Un nuovo fronte si sarebbe poi aperto nel Nord Est, dove l’esercito birmano avrebbe bombardato le posizioni delle milizie della minoranza Karen, causando tre morti e otto feriti. A riferirlo è Hsa Moon, un’attivista per i diritti umani della comunità Karen. I bombardamenti aerei, i primi da anni a colpire i Karen, sono stati lanciati per liberare una base militare dell’esercito che era stata occupata dai miliziani.
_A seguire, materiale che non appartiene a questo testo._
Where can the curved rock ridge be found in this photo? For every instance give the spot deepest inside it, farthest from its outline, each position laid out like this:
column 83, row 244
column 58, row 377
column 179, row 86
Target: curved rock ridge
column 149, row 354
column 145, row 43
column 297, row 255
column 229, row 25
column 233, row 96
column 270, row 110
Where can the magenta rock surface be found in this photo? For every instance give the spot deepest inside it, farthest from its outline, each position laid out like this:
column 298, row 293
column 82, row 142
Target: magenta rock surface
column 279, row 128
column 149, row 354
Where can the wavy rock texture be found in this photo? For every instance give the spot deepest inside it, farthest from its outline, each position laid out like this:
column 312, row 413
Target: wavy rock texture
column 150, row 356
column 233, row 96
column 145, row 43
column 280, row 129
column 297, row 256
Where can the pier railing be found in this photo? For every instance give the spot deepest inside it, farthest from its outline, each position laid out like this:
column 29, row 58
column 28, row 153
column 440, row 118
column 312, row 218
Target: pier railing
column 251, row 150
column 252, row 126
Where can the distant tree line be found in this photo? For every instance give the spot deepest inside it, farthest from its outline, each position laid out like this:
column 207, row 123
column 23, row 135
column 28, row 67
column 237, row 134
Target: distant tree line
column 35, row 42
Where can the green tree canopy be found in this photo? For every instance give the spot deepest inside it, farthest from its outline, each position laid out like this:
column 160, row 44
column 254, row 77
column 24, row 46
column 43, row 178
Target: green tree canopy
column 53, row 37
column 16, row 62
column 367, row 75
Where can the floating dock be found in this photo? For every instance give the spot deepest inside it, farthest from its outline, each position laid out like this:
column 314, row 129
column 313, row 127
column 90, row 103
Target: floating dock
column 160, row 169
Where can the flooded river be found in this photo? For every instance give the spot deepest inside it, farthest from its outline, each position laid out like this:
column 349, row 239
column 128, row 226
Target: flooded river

La giunta militare non ha rilasciato commenti sull’accaduto né ha confermato il bilancio dei bombardamenti.

Alla grande parata militare avvenuta ieri nella capitale Naypyidaw hanno assistito le delegazioni diplomatiche di otto nazioni, tra cui Cina e Russia. Immagini trasmesse dalla televisione mostrano il viceministro della Difesa russo, Alexander Fomin, tra il pubblico della parata, durante la quale il capo della giunta, il generale Min Aung Hlaing ha attaccato i manifestanti, definendoli “terroristi”, e ha promesso il ripristino della democrazia dopo nuove elezioni. L’ambasciata Usa a Yangon ha invitato i cittadini americani a limitare i loro spostamenti dopo che, nella giornata di ieri, colpi d’arma da fuoco sono stati esplosi contro un centro culturale statunitense.